Earnest money deposit
An earnest money check is a promise from the buyer to follow through with the terms of the contract. This tells the seller you’re a serious buyer and have the money to purchase the home. Usually, the amount of the earnest money deposit will be 1 percent to 2 percent of the purchase price but this can be negotiable. Laws vary from state to state regarding who holds the earnest money, but is oftentimes held in an escrow account by the listing firm or an attorney’s office. Never make the earnest money check out to an agent. The check is a major part of your contract. If all goes well during the purchase, the earnest money deposit will be put toward the down payment and closing costs. If things don’t go well, the earnest money check may be returned, which brings us to our next point.
Due diligence period
This is absolutely the most important period in the contract. The due diligence period provides the buyer with an option to terminate the sales contract, and in some states, an option fee is paid directly to the seller. A set amount of time is negotiated between the buyer and the seller, usually between two and four weeks. A bad inspection, an unfavorable appraisal, or a bad feeling in your stomach — it doesn’t matter what the reason is, the buyer is free to walk away during this time. The earnest deposit will be refunded to the buyer. However, the seller keeps the due diligence fee.
During the due diligence period, it’s important to get the home inspected and appraised. Even a new construction home should have an inspection. The inspection will reveal any repairs the house needs. Use the due diligence period to negotiate who pays for what in the inspection report. Asking the seller to fix everything on the list is a sure way to kill a deal. Be reasonable and figure out what needs to be addressed before you move in.
If a buyer backs out after the due diligence period expires, the seller is typically entitled to the earnest money. Again, rules differ from state to state so make sure you know where you stand beforehand. The most important thing during due diligence is to be proactive. Quality inspectors and appraisers are difficult to book at the last minute. It’s the buyer’s responsibility to get these scheduled quickly.
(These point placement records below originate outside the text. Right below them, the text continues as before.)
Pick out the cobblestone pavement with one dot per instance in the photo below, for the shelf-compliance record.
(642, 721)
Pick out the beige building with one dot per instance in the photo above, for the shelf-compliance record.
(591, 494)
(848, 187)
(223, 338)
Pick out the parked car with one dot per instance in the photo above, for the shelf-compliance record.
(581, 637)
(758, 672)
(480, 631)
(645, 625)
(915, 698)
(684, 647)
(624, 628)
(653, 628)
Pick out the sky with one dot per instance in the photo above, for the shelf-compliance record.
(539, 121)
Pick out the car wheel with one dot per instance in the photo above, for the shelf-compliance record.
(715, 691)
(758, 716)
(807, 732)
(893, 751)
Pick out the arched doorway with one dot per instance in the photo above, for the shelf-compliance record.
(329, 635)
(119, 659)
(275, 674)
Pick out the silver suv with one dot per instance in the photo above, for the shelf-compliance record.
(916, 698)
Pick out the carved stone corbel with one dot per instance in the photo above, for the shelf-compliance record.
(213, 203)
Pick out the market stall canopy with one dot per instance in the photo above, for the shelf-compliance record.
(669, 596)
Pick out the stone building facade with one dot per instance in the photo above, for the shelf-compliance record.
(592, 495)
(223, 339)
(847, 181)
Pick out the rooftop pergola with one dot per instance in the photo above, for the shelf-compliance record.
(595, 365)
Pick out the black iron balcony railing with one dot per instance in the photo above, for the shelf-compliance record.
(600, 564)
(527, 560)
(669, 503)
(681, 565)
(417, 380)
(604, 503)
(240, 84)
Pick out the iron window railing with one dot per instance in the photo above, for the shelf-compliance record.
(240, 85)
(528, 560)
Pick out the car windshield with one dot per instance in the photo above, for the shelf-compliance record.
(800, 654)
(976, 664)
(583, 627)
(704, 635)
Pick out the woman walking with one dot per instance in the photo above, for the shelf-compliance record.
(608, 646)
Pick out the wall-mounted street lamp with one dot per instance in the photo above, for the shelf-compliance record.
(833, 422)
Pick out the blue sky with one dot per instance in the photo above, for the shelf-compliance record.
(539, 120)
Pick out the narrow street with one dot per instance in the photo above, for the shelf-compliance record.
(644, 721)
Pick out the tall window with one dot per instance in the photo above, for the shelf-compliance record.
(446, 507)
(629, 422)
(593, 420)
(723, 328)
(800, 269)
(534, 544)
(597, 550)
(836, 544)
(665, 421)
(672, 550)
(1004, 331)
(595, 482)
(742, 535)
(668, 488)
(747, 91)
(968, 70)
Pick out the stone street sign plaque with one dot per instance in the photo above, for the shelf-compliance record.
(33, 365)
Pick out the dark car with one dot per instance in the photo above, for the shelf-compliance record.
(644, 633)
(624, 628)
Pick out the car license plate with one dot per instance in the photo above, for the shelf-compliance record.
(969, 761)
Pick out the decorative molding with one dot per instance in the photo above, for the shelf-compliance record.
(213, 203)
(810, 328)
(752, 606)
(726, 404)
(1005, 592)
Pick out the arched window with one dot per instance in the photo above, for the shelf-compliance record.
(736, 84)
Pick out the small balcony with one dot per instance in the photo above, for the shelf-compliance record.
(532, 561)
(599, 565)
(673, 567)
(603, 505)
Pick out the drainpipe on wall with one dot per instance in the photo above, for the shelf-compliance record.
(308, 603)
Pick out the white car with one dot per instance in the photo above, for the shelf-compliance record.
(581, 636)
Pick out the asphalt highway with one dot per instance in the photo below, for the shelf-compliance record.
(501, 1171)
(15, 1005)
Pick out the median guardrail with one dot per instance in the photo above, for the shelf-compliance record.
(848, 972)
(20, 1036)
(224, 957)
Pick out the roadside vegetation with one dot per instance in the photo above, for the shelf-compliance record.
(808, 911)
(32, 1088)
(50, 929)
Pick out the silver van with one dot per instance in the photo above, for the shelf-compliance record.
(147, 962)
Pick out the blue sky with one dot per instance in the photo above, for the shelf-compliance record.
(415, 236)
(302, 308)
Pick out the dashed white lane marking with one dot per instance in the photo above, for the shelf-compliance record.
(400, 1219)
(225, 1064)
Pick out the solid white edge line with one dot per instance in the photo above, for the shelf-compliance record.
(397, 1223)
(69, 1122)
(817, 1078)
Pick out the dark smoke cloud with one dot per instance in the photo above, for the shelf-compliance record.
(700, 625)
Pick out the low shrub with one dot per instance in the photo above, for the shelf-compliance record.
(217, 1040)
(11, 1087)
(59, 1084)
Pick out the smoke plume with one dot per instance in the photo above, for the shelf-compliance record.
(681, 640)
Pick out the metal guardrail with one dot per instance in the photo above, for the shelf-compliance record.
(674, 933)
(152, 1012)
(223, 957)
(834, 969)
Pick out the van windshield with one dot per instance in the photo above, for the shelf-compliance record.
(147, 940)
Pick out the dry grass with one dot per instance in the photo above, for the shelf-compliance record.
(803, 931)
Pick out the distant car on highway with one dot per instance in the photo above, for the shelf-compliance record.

Schedule a final walk-through of the house a few days before closing to make sure the owners have left the house as you remember it. Note any repairs that haven’t been done as promised. Make sure any items they promised to leave behind are still there. Have the movers damaged any walls or floors? Do the appliances still work?
Barring last-minute problems with financing, the closing day should run smoothly. Bring proper identification, along with a bank check for the down payment. Be prepared to sign multiple copies of the closing documents and don’t be afraid to ask questions. Once the deed has been recorded, you’ll receive that coveted set of keys to your new home.